# Empire State troops



## cccp (Dec 15, 2006)

In a more offensive Empire army, would it be better to have 20 halberdiers with 10 man swordsman detatchments, 20 swordsmen with halberdier attatchments or pure swordsmen or halberdiers?

obviously i would have other missile troops, cavalry and artillery supporting them.

what are peoples opinion on this?


----------



## bob3472 (Feb 20, 2008)

id go with 20 swordsmen just because i think they're cooler :biggrin:


----------



## Master Andael (Jan 18, 2008)

20 swordsmen units with 10 halbediers detachments. Almost always flank charge with halberds is nice:mrgreen:


----------



## Lord Sinkoran (Dec 23, 2006)

Master Andael said:


> 20 swordsmen units with 10 halbediers detachments. Almost always flank charge with halberds is nice:mrgreen:


agreed :good:


----------



## Wade (Jan 21, 2007)

Master Andael said:


> 20 swordsmen units with 10 halbediers detachments. Almost always flank charge with halberds is nice:mrgreen:


This is also the way I would go, this way your main unit get the extra save for HW + shield making them more durable and the more vunerable unit goes in the side to minimise damage.


----------



## swntzu (Dec 25, 2007)

Right. Let's look at what they're going to be used for here:

They will be get charged. With M4, you are very average and will rarely charge your enemy. As a result, a swordsmen block would be ideal due to their higher WS for the same cost as other state troop variants.

Now the detachments:

How many wounds are you going to cause with 5 (at best) S4 attacks largely hitting on 4s? In return you can expect some extra attacks back from your enemy and with a limited toughness and armour save, you might end up losing combat resolution.

It is for the above reason that I would always go with swordsmen since they are more survivable. The detachment is there jst to provide the +1 CR for flanking and removing ranks.

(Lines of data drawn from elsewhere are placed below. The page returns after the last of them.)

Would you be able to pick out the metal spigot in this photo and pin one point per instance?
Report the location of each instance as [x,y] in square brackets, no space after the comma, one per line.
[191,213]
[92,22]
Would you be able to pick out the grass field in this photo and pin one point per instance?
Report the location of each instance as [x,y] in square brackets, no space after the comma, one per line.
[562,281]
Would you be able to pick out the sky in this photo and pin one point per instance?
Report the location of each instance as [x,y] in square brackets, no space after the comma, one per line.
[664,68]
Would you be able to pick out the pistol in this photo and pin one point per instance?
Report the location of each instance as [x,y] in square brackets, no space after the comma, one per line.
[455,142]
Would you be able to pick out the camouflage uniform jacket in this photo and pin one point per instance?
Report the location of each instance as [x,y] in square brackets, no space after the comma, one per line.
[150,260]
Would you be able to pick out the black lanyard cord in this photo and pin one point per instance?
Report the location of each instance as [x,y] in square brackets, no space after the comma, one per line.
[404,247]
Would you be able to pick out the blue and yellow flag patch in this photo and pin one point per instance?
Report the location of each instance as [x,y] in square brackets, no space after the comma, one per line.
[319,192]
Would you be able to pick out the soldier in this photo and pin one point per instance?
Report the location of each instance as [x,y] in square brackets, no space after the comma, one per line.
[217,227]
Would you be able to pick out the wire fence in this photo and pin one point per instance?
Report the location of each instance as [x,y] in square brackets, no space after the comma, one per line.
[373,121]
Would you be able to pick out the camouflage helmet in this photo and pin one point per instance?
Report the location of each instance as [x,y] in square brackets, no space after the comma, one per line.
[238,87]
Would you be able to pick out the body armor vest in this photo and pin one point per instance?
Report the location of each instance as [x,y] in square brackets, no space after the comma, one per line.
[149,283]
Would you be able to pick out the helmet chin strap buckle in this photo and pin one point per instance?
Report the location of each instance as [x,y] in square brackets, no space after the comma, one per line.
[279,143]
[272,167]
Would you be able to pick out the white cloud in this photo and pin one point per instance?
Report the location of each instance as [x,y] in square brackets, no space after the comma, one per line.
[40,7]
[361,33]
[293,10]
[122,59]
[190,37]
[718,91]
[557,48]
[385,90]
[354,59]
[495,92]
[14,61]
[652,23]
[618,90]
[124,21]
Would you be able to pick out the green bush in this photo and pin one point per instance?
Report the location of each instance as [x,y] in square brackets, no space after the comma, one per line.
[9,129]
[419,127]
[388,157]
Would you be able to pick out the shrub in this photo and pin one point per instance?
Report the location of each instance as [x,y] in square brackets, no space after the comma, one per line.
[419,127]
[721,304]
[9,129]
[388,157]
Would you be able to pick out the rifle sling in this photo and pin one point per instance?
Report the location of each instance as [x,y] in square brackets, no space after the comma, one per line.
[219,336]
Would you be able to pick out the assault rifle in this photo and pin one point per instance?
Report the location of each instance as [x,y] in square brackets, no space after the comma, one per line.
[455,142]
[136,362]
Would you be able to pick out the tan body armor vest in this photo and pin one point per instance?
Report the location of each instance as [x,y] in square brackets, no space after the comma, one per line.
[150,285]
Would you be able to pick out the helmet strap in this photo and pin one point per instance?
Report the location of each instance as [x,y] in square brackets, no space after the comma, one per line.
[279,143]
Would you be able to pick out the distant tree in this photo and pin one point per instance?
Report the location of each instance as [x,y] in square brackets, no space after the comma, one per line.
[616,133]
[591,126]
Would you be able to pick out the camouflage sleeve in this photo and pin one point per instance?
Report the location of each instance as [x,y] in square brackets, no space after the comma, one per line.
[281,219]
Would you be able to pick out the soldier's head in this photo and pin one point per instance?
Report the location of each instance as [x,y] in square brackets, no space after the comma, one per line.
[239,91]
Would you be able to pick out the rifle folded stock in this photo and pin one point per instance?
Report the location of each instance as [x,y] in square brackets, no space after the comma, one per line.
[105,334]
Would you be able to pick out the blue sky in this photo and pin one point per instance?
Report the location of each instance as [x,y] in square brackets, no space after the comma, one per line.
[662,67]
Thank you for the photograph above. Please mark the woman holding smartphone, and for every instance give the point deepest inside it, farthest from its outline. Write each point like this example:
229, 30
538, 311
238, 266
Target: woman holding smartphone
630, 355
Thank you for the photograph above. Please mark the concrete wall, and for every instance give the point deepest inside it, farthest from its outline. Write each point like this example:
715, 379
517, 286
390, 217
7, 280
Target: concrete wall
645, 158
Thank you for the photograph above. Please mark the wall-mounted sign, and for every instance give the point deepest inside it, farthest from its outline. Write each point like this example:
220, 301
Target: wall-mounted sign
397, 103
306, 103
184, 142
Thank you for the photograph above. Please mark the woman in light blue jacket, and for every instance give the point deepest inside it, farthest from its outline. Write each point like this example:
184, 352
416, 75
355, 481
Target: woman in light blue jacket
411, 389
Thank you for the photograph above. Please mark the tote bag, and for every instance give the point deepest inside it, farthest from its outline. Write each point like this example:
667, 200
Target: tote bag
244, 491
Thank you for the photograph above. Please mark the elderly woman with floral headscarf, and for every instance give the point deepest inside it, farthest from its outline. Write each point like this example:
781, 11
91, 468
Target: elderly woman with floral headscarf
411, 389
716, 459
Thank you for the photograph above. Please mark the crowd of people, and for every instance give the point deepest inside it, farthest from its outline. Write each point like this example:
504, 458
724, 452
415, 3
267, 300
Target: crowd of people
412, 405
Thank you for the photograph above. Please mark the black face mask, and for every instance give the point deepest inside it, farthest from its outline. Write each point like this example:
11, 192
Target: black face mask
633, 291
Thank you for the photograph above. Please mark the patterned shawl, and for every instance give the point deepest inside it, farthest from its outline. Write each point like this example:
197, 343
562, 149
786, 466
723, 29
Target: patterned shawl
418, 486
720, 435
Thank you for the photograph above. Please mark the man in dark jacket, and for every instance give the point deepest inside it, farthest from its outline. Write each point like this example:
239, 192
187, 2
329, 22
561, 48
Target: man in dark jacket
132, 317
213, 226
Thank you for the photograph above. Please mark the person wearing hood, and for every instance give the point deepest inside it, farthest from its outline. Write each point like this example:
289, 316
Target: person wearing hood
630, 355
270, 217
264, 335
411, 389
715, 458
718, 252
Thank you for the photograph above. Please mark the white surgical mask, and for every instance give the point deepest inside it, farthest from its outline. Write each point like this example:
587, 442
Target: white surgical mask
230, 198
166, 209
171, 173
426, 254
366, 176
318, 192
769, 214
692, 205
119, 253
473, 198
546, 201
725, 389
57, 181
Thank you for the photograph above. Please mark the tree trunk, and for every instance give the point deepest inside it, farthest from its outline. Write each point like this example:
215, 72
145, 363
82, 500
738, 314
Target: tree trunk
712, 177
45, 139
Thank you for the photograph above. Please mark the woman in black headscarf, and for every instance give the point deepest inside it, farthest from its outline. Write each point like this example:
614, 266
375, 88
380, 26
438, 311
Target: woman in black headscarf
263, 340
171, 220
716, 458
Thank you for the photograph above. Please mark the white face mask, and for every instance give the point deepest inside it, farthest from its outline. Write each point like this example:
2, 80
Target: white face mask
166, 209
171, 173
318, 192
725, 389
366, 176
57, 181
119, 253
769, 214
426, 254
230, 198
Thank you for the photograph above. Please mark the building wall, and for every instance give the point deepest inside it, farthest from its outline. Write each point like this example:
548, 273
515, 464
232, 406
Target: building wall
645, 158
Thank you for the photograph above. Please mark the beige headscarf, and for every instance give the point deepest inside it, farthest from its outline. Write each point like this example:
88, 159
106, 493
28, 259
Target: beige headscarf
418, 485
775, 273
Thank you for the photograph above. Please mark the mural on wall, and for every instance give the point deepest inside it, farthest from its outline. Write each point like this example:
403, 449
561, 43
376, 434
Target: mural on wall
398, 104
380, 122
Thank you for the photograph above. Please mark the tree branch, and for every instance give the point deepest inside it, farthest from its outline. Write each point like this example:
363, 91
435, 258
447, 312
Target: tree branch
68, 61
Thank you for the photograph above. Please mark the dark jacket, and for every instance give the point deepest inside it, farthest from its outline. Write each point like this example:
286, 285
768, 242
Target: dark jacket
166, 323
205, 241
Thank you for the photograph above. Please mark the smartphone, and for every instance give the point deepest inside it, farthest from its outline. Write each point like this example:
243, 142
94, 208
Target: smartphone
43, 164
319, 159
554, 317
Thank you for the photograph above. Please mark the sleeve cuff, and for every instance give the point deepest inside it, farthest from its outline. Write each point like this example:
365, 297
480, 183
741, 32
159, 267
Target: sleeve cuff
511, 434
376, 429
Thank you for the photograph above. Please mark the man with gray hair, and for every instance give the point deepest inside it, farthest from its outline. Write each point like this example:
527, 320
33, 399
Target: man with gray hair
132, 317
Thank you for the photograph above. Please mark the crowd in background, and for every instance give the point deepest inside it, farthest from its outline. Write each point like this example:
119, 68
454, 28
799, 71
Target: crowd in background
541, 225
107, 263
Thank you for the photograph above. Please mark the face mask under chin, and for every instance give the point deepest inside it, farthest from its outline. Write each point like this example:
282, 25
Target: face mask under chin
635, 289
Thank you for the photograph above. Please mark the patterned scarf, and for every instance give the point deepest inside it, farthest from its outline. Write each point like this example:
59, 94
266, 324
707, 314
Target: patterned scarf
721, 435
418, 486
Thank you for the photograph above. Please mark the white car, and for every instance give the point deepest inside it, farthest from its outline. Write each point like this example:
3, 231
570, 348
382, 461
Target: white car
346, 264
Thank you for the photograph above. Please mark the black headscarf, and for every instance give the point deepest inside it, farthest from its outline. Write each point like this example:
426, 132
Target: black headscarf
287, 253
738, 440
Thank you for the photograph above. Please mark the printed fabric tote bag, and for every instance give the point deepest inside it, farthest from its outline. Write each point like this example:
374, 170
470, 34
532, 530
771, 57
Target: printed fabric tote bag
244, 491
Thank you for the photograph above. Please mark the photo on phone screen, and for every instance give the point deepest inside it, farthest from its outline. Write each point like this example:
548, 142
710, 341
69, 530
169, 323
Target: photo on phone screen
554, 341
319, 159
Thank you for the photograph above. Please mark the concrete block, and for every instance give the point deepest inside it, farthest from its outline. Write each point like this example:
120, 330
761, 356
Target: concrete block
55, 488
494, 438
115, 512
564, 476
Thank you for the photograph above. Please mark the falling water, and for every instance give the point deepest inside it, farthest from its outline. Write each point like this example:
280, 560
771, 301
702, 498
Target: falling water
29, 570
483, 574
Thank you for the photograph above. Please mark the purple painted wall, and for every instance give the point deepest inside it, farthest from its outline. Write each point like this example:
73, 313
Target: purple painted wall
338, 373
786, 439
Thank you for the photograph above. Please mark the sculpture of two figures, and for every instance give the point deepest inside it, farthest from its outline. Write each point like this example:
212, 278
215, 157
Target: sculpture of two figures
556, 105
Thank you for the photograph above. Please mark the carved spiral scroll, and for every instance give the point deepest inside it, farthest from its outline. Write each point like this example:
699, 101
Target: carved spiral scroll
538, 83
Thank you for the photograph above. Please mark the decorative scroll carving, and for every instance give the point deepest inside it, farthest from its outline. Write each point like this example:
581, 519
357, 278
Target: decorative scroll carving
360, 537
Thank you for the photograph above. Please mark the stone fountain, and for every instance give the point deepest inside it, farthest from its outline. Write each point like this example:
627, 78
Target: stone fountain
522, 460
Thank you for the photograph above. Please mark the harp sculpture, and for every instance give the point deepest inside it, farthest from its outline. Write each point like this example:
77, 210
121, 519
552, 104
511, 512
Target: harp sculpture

(I have to say that this idea is not my own and was given to me by an experience player.)


----------



## daemonhammer (Feb 20, 2008)

i think we all agree on the swordsmen holding while the halberds flank so go do it


----------



## swntzu (Dec 25, 2007)

daemonhammer said:


> i think we all agree on the swordsmen holding while the halberds flank so go do it


Did you even bother to read my post?


----------



## Hespithe (Dec 26, 2006)

I've always been a fan of the block of 25 Swordsmen with a Hero level character and a supporting unit (or two) of 9 Free Company Militia in a 3x3 formation.


----------